Capital Recycling at 90%
Cumulative net proceeds of $3.6 billion had been announced or completed by the end of February, representing 90 percent of the group’s target to recycle at least $4 billion by the end of 2027, Hongkong Land said.

Hongkong Land chief executive Michael Smith is focusing on building the company’s fund management business (Image: Hongkong Land)
The centrepiece transaction was the formation of the Singapore Central Private Real Estate Fund, or SCPREF, seeded with prime commercial assets in the Marina Bay and Raffles districts, including equity interests in One Raffles Quay and Marina Bay Financial Centre Towers 1 and 2.
The fund closed in February with $6.4 billion in assets under management, with the Qatar Investment Authority and APG Asset Management as founding investors.
Proceeds also flowed from the sale of selected floors at One Exchange Square — the home of the Hong Kong Stock Exchange — for $810 million, and from divesting Southeast Asian developer MCL Land to Malaysia’s Sunway Group for net proceeds of over $650 million.

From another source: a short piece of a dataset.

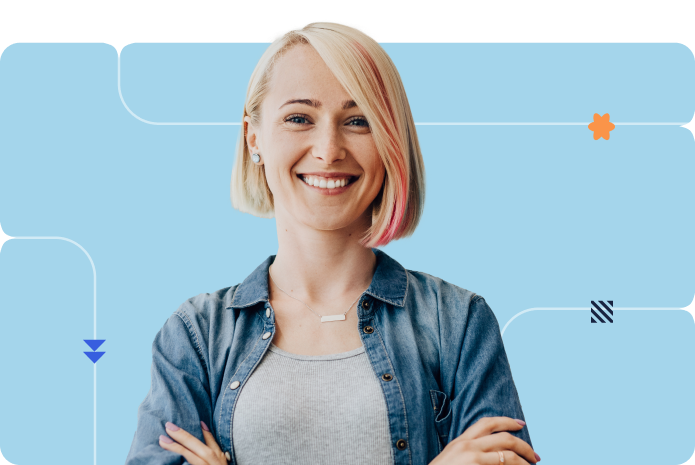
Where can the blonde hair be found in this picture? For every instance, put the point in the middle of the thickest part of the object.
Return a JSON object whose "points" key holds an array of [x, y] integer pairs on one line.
{"points": [[369, 76]]}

Net debt fell 30 percent to $3.58 billion as a result of the disposals, with the group deploying more than $330 million of recycled capital into share buybacks since April 2025, reducing shares in issue by 2.4 percent, the company said.
The full-year dividend rose 9 percent to $0.25 per share.
Mainland Writedowns Continue
The group took a further $371 million in post-tax non-cash provisions on its residential inventory in mainland China, where deteriorating market conditions have pushed projected selling prices below development cost — a similar charge to the $314 million recognised in 2024.
The build-to-sell segment, which the group is winding down entirely as part of its October 2024 pivot to a fund manager model, has been reclassified as a non-trading item. Excluding provisions, contributions from the segment fell 44 percent to $127 million.
A restructuring of the mainland residential operation is expected to produce annual savings of $50 million by 2028, Hongkong Land said.
Cautious on 2026
Smith said the group expects 2026 underlying profits to remain broadly unchanged from 2025, with Hong Kong office rental reversions still negative, though narrowing, and the ongoing Tomorrow’s Central luxury retail renovation at Landmark continuing to weigh on income.
New Prada and Saint Laurent flagship stores opened at Landmark late in the year — the Prada boutique being the brand’s largest in Asia Pacific — with more Maison openings expected through 2026.
The group’s total assets under management reached $50 billion at the end of February, up from $40 billion when Strategic Vision 2035 was announced, driven by the SCPREF launch and higher investment property valuations, the company said. Smith is set to discuss the group’s strategy for the region at the Mingtiandi Singapore Forum on 12 May.